The organization’s appeal came as the UN, the US and regional countries exerted last-minute attempts to extend the truce and avoid the country’s relapse into violence.
President of Yemen’s Presidential Leadership Council Rashad Al-Alimi on Sunday received a call from US Secretary of State Antony Blinken, which focused on the benefits of renewing the truce and opening roads in Taiz.
The official news agency SABA reported that the Yemeni leader told the American official that his government is committed to achieving peace in Yemen and that the Houthis violated the truce by refusing to open roads in Taiz, pay public servants in areas under their control and allow the UN to fix the decaying oil tanker SAFER.
Al-Alimi said that his government would pay state salaries in the Houthi-controlled areas only if the Houthis handed over revenues from the Hodeidah ports.
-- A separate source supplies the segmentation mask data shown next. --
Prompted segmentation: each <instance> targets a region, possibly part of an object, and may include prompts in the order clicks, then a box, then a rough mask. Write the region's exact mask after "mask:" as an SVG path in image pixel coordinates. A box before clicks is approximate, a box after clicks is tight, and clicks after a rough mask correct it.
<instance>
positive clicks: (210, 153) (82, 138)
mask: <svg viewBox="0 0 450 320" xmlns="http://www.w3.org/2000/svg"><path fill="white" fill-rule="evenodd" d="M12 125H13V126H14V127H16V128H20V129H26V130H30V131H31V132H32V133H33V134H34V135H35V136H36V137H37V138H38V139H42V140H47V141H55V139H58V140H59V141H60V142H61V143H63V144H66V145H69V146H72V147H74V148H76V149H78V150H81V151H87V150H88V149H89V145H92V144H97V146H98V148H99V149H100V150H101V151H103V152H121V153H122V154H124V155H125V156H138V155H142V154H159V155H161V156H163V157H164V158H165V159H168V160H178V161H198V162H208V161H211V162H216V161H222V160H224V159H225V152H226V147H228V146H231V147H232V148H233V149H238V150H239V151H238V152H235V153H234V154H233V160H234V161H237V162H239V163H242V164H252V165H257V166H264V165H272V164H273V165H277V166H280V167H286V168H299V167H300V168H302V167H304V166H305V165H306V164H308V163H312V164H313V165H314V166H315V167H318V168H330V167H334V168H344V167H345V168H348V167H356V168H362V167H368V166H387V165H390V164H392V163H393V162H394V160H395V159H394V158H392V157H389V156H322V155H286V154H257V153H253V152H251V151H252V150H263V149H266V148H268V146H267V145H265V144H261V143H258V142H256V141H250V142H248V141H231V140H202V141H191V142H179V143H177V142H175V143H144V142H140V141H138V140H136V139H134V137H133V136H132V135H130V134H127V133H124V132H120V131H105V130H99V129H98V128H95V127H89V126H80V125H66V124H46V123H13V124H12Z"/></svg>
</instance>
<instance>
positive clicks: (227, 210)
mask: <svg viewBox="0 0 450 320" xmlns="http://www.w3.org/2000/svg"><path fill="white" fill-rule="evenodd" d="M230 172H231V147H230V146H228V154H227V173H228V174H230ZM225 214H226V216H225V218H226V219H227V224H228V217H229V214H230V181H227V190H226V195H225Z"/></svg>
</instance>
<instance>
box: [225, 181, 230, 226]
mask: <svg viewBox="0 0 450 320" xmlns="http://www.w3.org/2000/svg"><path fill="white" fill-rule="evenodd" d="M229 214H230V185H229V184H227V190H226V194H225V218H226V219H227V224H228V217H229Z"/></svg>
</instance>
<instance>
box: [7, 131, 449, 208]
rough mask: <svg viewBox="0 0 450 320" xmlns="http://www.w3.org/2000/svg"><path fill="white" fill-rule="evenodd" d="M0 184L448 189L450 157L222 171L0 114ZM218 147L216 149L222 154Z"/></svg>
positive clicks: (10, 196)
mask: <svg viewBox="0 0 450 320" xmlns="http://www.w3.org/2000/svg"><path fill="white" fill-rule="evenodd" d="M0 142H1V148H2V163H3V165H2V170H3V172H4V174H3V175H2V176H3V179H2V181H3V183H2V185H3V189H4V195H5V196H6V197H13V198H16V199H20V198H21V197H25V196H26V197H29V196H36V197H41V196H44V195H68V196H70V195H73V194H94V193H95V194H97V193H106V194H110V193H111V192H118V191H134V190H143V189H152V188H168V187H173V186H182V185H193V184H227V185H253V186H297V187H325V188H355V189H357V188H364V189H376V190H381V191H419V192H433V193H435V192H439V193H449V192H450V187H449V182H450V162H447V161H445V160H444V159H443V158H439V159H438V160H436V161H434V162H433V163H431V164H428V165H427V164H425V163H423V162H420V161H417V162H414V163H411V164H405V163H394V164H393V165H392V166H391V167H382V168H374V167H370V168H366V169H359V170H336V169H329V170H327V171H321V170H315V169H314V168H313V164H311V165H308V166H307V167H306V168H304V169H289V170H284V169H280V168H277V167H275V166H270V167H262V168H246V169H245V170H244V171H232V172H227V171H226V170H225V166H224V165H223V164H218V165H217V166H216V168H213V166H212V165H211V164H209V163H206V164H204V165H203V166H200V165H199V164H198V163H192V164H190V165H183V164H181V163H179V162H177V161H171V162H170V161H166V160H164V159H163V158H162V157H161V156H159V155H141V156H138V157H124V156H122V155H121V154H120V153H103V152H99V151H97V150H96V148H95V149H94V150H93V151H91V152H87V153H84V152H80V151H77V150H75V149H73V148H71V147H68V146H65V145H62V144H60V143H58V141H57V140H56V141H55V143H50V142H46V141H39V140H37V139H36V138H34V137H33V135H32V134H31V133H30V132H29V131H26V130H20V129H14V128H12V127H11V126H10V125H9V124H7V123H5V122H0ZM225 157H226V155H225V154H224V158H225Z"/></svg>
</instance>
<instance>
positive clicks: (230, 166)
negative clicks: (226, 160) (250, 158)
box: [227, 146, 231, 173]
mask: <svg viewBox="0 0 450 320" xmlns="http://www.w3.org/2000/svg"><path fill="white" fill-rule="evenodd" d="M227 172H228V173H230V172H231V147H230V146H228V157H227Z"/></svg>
US State Department Spokesperson Ned Price said that Blinken talked about the significance of renewing the truce in alleviating the suffering of Yemenis and paving the way for a sustainable peace deal, expressing the US president’s support for the council.
In Sanaa, Mahdi Al-Mushat, president of the Houthi Supreme Political Council, said during a meeting with an Omani delegation that they have three conditions for engaging in peace talks with their opponents and renewing the truce: ending the aggression, lifting the blockade and paying government salaries.
The Houthi leader was referring to military operations by the Coalition to Restore Legitimacy in Yemen, which have completely stopped during the truce.
A group of Omani mediators landed in Sanaa on Sunday to convince the Houthis to extend the truce and open roads in Taiz.
Separately, the new governors of Hadramout and Socotra on Monday took the constitutional oath before Al-Alimi in the southern port city of Aden.
On Sunday, Al-Alimi appointed Mabkhout Mubarak bin Madhi as the new governor of the southeastern oil-rich province of Hadramout, replacing Brig. Gen. Faraj Al-Bahsani, who would maintain his position as a member of the presidential council.
Raafat Ali Al-Thagali, the provincial leader of the pro-independence Southern Transitional Council, was named governor of the remote island of Socotra in the Arabian Sea.